Given the complexity of addressing the burden on CNCDs within a health system, employing an ecological framework would provide a holistic approach that factor in the six WHO building blocks while maintaining the individual’s perspective at the centre. These ecological models have been pervasive in public health history and have a number of added benefits in that they:
  • Address complexity
  • Capture dynamics and interactions
  • See health as shaped by different levels, dimensions or determinants
  • Identify key transitions shaping human health
  • Spot key actors and institutions both making and breaking healthcare
  • Place human health within biological, material, social and psychological processes

The figure below is an example of an ecological model of what could be seen as a comprehensive strategy to tackle CNCDs. The main drivers of NCDs are represented on the left side of the framework. Whilst people suffering from chronic diseases may have been genetically predisposed to diabetes or cardio-vascular disease, biomedical and lifestyle explanations cannot account for, among other things, why so many people around the world are becoming physically inactive and eating unhealthy diets. But as a result socio-economic factors are increasingly shaping the chronic disease epidemic.

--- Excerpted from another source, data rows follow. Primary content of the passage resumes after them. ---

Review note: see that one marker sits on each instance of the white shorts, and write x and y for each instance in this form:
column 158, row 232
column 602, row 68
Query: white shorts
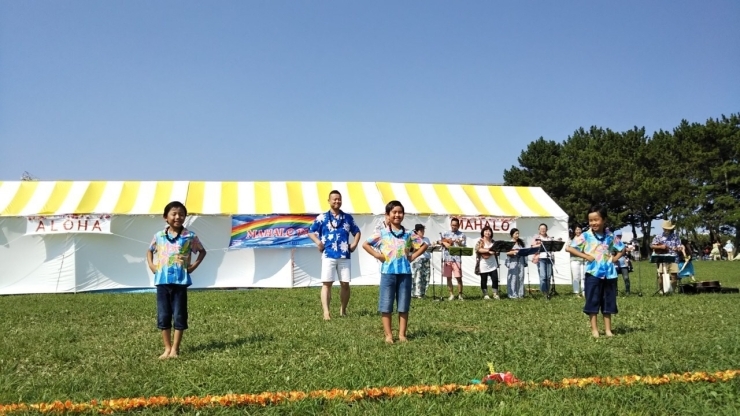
column 331, row 269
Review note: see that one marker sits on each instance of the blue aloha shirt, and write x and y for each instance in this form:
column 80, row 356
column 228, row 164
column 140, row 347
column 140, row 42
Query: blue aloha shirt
column 671, row 241
column 396, row 249
column 454, row 236
column 334, row 233
column 602, row 249
column 172, row 259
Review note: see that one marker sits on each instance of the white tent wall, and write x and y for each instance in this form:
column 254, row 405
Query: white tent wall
column 88, row 262
column 34, row 264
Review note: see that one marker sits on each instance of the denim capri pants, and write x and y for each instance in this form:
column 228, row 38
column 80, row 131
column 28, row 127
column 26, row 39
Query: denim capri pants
column 600, row 294
column 394, row 287
column 172, row 302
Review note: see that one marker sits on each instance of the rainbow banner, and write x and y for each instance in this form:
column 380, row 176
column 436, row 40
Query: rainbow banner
column 254, row 231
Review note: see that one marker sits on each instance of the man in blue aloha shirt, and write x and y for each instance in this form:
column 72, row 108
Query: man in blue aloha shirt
column 330, row 231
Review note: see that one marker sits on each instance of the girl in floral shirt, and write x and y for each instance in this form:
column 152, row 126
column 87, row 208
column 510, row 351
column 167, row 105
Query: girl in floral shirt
column 394, row 246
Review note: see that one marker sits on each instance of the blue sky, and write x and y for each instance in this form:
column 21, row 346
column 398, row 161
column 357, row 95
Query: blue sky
column 412, row 91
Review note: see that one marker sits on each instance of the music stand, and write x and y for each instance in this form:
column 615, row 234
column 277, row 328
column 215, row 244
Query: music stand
column 663, row 260
column 526, row 252
column 432, row 250
column 458, row 251
column 551, row 246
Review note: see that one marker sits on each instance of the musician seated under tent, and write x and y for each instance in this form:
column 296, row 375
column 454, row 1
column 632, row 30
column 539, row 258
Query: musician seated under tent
column 667, row 244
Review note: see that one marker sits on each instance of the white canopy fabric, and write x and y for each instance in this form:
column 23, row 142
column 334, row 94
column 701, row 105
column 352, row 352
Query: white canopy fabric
column 117, row 261
column 27, row 198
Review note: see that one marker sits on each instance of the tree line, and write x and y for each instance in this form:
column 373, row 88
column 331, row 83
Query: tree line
column 690, row 175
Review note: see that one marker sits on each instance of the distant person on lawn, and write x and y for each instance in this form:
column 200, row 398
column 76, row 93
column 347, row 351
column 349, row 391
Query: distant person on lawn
column 174, row 247
column 330, row 231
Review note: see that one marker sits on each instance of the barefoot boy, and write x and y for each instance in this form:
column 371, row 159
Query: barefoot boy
column 173, row 247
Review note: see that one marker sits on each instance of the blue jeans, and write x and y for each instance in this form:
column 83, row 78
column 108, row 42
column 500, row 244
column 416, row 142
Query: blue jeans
column 544, row 267
column 172, row 302
column 394, row 287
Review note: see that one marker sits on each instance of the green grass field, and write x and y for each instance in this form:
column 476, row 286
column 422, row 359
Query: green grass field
column 101, row 346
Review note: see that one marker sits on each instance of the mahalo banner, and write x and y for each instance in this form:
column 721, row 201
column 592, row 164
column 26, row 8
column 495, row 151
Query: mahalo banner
column 253, row 231
column 66, row 224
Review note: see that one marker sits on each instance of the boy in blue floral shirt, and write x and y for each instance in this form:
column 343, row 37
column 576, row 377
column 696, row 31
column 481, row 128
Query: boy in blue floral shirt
column 330, row 231
column 601, row 251
column 174, row 247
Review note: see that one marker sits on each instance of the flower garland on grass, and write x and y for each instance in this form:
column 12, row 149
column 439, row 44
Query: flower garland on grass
column 266, row 399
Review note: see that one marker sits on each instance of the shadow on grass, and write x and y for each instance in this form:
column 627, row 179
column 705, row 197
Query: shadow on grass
column 628, row 330
column 238, row 342
column 441, row 333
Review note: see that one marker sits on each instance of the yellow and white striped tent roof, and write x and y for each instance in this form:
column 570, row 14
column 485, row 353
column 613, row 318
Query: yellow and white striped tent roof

Source: Bovet, P., & Paccaud, F. (2012). Cardiovascular disease and the changing face of global public health: a focus on low and middle income countries. Public Health Reviews, 33(2), 397-415.

Urbanisation, mechanisation of work, global marketing influencing social norms and lifestyles are the root causes of the CNCDs burden mediated through biological and behavioural risk factors. Here, the ecological approach has highlighted that focusing on intermediary or distal risk factors without considering the wider environment in which individual choices are made would be counterproductive and ultimately unsustainable.

So, what next?

In a pluralistic – and often under-regulated environment – there is a skewed response toward quick fixes that favour investments in healthcare provision without considering other policy options aimed at tackling the determinants of CNCDs. At the same time, the lack of resources and investments in many low-income countries (LICs) makes it very difficult to envisage how a government would be able to respond to the growing demands placed on a healthcare system, while donor countries still have a tendency to favour options that call for a focus on preventive measures.          
                                                       
After years of neglect, world leaders recognised the compelling case for action with the declaration at the United Nations meeting on non-communicable diseases in September 2011. Since then, the WHO has been developing a Global Monitoring Framework and a Global Plan of Action that would support member states tackling non-communicable diseases and realise the commitments made by adopting the Political Declaration of the United Nations General Assembly for prevention and control of NCDs.

However, despite growing evidence on what works and identification of cost-effective interventions, political leaders in LICs still face difficult decisions about where to invest resources along the causal chain of disease.  While global prescriptions and normative statements have flourished, the operationalisation and contextualisation of the global CNCD discourse is still a work in progress.